New Delhi, June 5, 2018--Authorities in Jammu and Kashmir state should identify and punish the officers who assaulted freelance reporter Muheet ul Islam, and allow journalists to do their jobs without fear of retaliation, the Committee to Protect Journalists said today.
Officers from the Central Reserve Police Force (CRPF), a paramilitary group, at approximately 11 a.m. on June 2 beat Islam while he was on his way to cover the funeral of a civilian who was allegedly crushed to death by a CRPF vehicle the previous day in the state's Srinagar city, according to Islam and news reports.
Islam told CPJ that the road to the funeral site was cordoned off with barbed wire and, when he told the officer at the makeshift fence that he is a journalist and needed to continue along the road to cover the funeral, the officer began shouting profanities at him and beat Islam's scooter with his baton.
"[The officer] then hit my left arm with a stick and immediately six or seven other CRPF officers rushed [to the scene] and all of them beat me with sticks on my back, legs and arms," Islam said. The regional news website Kashmir Walla later posted a photograph of the journalist's bruised arm.
"Kashmir authorities must identify and take action against the officers who launched an unprovoked attack against Muheet ul Islam," said Steven Butler, CPJ's Asia program coordinator in Washington, D.C. "The assault on Islam is yet another reminder of the oppressive conditions in which journalists work in Jammu and Kashmir State."
Sanjay Sharma, a spokesperson for the CRPF, told CPJ yesterday that the altercation had not come to his attention and said he "will have to find out more" before commenting. The spokesperson did not answer the phone when CPJ called today.
Islam told CPJ that other CRPF officers, along with Jammu and Kashmir state police officials, who were posted on another street, came to help him when they heard him being beaten. "One of those CRPF officers even apologized to me and took a photo of my voter identification card claiming security reasons," Islam told CPJ.
According to the Kashmir Walla report, Islam went home after the attack and did not make it to the funeral.
In a separate incident on the same day, CRPF officers in Srinagar beat Junaid Bazaz, a reporter with the newspaper Kashmir Reader, as he was returning home from work for the evening, the journalist told CPJ.

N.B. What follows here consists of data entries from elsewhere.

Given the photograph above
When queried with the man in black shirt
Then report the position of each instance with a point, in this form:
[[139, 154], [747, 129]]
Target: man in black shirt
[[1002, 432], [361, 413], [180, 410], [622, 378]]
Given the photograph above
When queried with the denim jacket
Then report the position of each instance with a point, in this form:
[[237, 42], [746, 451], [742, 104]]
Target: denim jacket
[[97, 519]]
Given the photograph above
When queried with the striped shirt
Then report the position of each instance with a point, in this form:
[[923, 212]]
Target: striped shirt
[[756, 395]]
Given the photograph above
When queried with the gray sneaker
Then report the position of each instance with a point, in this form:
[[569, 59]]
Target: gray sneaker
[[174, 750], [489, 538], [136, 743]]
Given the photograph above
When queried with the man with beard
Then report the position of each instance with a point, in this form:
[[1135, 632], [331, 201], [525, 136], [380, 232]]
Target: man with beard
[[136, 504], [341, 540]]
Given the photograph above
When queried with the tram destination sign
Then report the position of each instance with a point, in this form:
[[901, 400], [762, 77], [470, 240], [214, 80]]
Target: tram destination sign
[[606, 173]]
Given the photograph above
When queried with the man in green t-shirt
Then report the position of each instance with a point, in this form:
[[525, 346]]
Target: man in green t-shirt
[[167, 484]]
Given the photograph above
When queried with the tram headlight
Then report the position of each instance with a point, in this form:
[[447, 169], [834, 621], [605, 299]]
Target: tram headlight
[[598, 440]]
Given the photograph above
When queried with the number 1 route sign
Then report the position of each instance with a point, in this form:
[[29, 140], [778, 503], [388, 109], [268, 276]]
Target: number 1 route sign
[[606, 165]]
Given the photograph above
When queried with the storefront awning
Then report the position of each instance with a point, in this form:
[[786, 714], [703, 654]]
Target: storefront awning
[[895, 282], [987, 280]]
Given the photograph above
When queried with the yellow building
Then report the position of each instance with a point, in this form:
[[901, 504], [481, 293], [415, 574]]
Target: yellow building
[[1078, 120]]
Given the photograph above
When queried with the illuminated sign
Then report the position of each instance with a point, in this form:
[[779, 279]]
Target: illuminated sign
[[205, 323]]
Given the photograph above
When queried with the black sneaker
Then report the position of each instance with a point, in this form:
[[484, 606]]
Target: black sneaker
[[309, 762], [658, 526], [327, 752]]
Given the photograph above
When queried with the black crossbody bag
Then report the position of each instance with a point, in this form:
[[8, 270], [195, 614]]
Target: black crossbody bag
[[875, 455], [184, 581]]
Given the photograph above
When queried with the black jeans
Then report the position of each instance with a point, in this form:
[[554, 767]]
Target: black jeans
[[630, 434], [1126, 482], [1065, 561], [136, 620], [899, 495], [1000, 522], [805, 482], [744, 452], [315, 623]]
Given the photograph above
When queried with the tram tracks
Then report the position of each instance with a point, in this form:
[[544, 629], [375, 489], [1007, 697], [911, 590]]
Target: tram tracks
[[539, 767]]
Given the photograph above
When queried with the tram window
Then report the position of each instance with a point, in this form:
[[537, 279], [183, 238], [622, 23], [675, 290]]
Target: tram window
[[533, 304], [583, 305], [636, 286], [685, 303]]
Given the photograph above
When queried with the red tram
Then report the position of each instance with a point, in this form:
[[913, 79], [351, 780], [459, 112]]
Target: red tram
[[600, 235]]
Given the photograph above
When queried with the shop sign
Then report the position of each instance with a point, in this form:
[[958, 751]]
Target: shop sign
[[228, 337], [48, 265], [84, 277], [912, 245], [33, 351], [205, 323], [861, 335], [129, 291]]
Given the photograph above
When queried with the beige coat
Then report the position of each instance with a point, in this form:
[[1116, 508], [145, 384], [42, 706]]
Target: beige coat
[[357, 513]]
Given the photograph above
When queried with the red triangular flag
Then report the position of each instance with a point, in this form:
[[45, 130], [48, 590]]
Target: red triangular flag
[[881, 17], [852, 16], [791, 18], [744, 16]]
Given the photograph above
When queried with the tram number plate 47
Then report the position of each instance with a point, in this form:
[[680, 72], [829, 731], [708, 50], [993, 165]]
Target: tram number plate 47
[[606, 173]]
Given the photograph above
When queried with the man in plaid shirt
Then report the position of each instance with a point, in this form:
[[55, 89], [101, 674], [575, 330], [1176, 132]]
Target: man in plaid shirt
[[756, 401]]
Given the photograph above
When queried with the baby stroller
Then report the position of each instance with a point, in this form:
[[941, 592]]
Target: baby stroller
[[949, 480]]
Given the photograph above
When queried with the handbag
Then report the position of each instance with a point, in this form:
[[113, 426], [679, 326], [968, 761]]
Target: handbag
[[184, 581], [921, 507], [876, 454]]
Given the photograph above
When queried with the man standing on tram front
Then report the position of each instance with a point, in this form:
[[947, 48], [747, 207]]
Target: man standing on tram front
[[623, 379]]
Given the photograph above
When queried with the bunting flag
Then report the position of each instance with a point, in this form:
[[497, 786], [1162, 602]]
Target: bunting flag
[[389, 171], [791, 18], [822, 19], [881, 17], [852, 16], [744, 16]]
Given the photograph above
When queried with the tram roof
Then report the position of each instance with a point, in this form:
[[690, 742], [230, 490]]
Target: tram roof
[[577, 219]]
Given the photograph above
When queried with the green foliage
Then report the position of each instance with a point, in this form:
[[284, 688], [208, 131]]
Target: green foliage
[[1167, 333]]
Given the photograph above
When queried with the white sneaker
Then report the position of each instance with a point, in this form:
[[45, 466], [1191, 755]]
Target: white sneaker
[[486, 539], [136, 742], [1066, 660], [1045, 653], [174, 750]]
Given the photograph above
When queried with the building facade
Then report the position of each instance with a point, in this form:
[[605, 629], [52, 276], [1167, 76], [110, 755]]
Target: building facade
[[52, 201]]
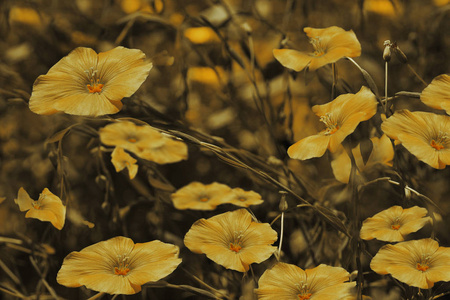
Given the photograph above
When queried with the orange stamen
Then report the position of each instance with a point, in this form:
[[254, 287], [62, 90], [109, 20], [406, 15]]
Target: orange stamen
[[435, 145], [235, 248], [421, 267]]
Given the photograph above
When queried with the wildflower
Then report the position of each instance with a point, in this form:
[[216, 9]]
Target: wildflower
[[245, 198], [122, 160], [425, 135], [418, 263], [394, 223], [330, 44], [199, 196], [232, 240], [437, 93], [382, 153], [118, 266], [286, 281], [89, 84], [341, 117], [48, 208]]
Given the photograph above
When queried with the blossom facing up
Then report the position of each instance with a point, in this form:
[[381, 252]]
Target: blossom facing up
[[244, 198], [394, 223], [89, 84], [121, 160], [118, 265], [382, 153], [425, 135], [199, 196], [437, 93], [232, 240], [418, 263], [48, 208], [286, 281], [330, 44], [341, 117]]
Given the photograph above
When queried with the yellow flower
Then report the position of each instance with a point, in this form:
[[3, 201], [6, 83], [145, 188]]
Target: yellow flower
[[89, 84], [118, 266], [286, 281], [341, 117], [393, 224], [199, 196], [382, 153], [425, 135], [122, 160], [47, 208], [418, 263], [437, 93], [232, 240], [330, 44], [245, 198]]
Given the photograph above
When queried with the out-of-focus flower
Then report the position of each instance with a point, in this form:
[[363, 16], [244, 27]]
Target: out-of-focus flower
[[47, 208], [382, 153], [90, 84], [245, 198], [118, 266], [286, 281], [122, 160], [418, 263], [393, 224], [425, 135], [437, 93], [199, 196], [341, 117], [330, 44], [232, 239]]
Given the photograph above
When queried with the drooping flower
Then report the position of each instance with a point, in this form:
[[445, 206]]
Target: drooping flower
[[122, 160], [394, 223], [382, 153], [437, 93], [89, 84], [245, 198], [330, 44], [341, 117], [118, 265], [418, 263], [47, 208], [232, 239], [425, 135], [286, 281]]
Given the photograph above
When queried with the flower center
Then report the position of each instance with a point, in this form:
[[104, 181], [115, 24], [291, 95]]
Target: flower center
[[332, 125], [95, 86]]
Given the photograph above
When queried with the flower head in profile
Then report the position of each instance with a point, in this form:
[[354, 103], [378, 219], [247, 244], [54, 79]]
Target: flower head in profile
[[393, 224], [418, 263], [341, 117], [382, 153], [437, 93], [47, 208], [425, 135], [244, 198], [232, 240], [121, 160], [118, 265], [330, 44], [286, 281], [89, 84]]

Bazaz said that six CRPF officers hit him on the legs, arms, and head with bare hands without any provocation. "Officers of the Jammu and Kashmir state police were standing some feet away, but they didn't bother to intervene," according to the journalist and a report on the Free Press Kashmir news website.
Imtiaz Parray, Sringar city police senior superintendent, and Manoj Kumar Pandit, additional inspector general in charge of public relations for the regional police, did not respond to CPJ's calls seeking comment.
CPJ has documented media abuses throughout the state of Jammu and Kashmir. In September 2017, Kashmiri photojournalist Kamran Yousuf was imprisoned by India's National Investigation Agency for six months on sedition charges before being released on bail, according to CPJ research.